How I’m learning to let my kids be messy

I knew I was going overboard on organizing when my son said he didn’t want to play with his toys because he would make a mess on the floor. Kids should not be afraid to play because mom is going to freak out over the mess. Kids are messy that’s just a fact. By my actions I was telling my kids that it’s not alright to be messy. That being messy is bad. I knew then that something had to change.

We would spend Saturday cleaning my house and making it look perfect. I would send my kids to their rooms and make them clean them to my satisfaction every Saturday. That did not go over well. My daughter and I fought all the time because she didn’t want to spend her weekend cleaning. She wanted to play with her friends or ride her bike. I wouldn’t let her though until her room was clean. I wanted it done perfectly. So instead of spending quality time with my kids on the weekend we cleaned and I fought with them.

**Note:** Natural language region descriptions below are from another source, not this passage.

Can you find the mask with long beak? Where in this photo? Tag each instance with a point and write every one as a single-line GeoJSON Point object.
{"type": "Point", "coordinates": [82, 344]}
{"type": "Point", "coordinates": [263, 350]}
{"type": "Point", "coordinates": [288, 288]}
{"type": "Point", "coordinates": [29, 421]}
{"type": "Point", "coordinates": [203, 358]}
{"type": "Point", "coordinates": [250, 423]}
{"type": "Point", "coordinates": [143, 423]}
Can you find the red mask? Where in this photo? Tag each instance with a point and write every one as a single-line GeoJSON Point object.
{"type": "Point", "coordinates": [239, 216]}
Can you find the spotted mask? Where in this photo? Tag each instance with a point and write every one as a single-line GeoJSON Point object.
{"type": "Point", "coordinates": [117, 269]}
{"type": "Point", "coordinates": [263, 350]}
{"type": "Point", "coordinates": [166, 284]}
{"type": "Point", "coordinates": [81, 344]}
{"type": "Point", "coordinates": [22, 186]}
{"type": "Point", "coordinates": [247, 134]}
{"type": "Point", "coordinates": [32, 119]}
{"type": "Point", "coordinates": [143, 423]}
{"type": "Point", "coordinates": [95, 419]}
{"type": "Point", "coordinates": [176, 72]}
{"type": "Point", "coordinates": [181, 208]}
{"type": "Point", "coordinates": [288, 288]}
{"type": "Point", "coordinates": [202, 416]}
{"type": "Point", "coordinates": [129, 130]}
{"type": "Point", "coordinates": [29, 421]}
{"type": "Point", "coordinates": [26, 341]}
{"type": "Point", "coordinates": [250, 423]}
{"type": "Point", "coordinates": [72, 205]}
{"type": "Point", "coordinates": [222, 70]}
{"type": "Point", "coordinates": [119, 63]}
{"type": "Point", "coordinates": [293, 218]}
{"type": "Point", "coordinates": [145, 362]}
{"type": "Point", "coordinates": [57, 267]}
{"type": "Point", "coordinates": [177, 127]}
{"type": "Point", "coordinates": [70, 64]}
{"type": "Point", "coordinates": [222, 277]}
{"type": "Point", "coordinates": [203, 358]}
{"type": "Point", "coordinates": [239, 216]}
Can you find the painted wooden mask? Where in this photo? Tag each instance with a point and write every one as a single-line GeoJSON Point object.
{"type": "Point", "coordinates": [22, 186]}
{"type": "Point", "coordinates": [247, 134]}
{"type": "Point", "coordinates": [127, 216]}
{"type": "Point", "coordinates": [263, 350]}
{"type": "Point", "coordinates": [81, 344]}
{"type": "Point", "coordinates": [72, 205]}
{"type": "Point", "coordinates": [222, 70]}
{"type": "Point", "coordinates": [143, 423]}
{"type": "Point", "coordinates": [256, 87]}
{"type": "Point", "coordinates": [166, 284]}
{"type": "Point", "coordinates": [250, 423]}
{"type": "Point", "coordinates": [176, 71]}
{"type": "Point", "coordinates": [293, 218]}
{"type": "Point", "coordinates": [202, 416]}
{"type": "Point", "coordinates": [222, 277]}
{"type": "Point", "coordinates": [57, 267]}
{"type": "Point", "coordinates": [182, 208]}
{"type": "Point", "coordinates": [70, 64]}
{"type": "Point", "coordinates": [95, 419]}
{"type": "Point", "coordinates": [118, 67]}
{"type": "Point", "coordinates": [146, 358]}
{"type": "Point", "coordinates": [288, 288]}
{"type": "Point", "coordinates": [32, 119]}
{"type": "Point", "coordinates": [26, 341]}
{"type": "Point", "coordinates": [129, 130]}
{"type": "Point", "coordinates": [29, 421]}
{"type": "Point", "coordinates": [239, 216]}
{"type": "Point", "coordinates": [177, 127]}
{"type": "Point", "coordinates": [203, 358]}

It hit me one day that this is not how I want to be remembered by my kids. I don’t want to be the mom who didn’t let them have any fun and just made them clean all day. I wanted a clean house but to also be able to let my kids be kids. So I went into her room one Saturday while she was cleaning to help and see what I could do. She told me that she had no idea where to put anything. I then realized that my daughter was organizing her room the way I wanted it not the way that worked best for her.

After talking to her I figured out that she was a visual person. She felt that if she couldn’t see something that she would forget about it. That was why everything was always all over the floor so she could see it. I switched out the pretty bins I had bought her for her shelves for see through ones that way she could see everything in that bin. She loved that idea.

I then decided that we do not need to clean the entire house every Saturday. As long as we kept up with the basic things like dishes, laundry and sweeping the downstairs then the house didn’t really get that dirty since we are really only there during the evenings. So I decided to go to a once a month whole house cleaning day. We pick one Saturday that we are not busy and we clean. I try to make it fun now too like playing music or making it into a game. They still complain about having to clean but at least they know in advance what day it is and I only have to listen to it once a month now.

Now my daughters room still gets very messy but when we have a big cleaning day she knows where everything goes. It takes her less time now. I still freak out sometimes about stuff all over my living room or the kids not putting things away but I am learning to not let it ruin my day. Kids just don’t think about those things they are too busy trying to have fun and be kids. They are only little for a while and I want them to enjoy it. There will be plenty of time in the future where they will be the ones keeping a house clean but for now I will forget the toys all over the floor or the cups all over my counter and enjoy what precious time I have with them.

 

2 Comments

  1. Jackie

    January 15, 2017 at 12:22 pm

    I totally agree with this. I used to be exactly the same until one Summer when we stayed with my Mom. I noticed that the bedroom they played in was so messy – toys were everywhere. I asked my Mom if it bothered her and she said ‘Oh no. They’re having fun. I just close the door!’

    1. JillianGrover

      January 15, 2017 at 6:47 pm

      Yes closing the door has helped me too 🙂 It’s hard when we see the mess but they are more concerned with having fun and just being kids. I’m trying to remember that!